La présentation de cet amendement nous fournit également l’occasion de demander au Gouvernement quelle place sa réforme est censée réserver au Premier ministre. Cette question est bien sûr également au cœur de l’article 7 de la présente réforme, mais je tenais à y revenir à ce stade du débat.

Comment pourrait-on accepter que le Président de la République puisse devenir un « super-Premier ministre » qui serait irresponsable et qui reléguerait le Premier ministre, lui responsable devant le Parlement, au rang de simple exécutant ?

Si certains parmi vous veulent supprimer la fonction de Premier ministre, nous pensons, quant à nous, que ce serait une grave erreur. Mais, après tout, l’effacement du Premier ministre au profit d’un super-Président de la République doté des pouvoirs du Premier ministre n’a-t-il pas déjà commencé avec la présente réforme constitutionnelle ?

C’est donc pour redonner un sens « primoministériel » à notre régime, plus proche de l’esprit parlementaire que nous revendiquons, que nous avons déposé cet amendement.

M. Roland du Luart. M. Fillon vous saura gré de ces propos !

M. le président. Quel est l’avis de la commission ?

M. Jean-Jacques Hyest, rapporteur. Cet amendement s’inscrit dans la lignée de toute une série d’autres propositions.

C’est ainsi qu’après avoir proposé de supprimer les pouvoirs du Gouvernement en matière de détermination de la politique de la nation, on veut maintenant bouleverser les rôles respectifs du Premier ministre et du Président de la République.
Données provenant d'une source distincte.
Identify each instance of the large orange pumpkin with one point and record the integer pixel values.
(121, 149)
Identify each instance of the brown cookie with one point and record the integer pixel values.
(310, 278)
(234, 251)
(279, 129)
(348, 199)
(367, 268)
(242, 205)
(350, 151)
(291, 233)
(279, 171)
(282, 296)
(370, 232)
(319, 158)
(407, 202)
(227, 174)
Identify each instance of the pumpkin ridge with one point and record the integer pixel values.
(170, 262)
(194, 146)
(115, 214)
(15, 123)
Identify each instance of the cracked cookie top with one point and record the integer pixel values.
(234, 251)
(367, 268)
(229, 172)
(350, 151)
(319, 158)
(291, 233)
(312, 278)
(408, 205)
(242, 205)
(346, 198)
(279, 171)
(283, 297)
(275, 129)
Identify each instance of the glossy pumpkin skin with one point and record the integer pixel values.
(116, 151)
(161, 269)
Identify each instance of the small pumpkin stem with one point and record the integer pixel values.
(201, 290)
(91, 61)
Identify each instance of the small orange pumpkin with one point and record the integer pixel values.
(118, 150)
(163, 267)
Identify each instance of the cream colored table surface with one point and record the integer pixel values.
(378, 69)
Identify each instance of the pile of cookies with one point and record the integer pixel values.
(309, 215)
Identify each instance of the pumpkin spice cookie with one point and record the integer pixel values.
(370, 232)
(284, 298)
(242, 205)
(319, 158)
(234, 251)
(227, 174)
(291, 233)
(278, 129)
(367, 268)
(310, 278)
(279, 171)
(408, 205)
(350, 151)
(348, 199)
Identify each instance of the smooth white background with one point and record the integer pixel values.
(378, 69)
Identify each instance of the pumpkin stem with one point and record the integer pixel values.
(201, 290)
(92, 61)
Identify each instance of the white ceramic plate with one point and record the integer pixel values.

La commission est bien entendu défavorable à cet amendement.

M. le président. Quel est l’avis du Gouvernement ?

Mme Rachida Dati, garde des sceaux. Il nous est ici proposé de retirer au Président de la République l’une des prérogatives de sa fonction, à savoir la négociation et la ratification des traités, pour confier celles-ci au Premier ministre. Cela reviendrait à remettre en cause le rôle du chef de l’État dans les relations internationales, qui est quand même son domaine réservé.

M. Didier Boulaud. Le domaine réservé, ça n’existe pas !

Mme Rachida Dati, garde des sceaux. Peut-être, mais il s’agit tout de même du champ de compétences réservé au Président de la République.

Nous ne souhaitons pas une telle modification de la Constitution. L’ensemble du projet de loi constitutionnelle qui vous est soumis préserve les équilibres fondamentaux de la Ve République. Il ne saurait modifier la répartition des compétences entre le chef de l’État et le Premier ministre.

M. le président. Je mets aux voix l'amendement n° 231.

(L'amendement n'est pas adopté.)

(M. Adrien Gouteyron remplace M. Christian Poncelet au fauteuil de la présidence.)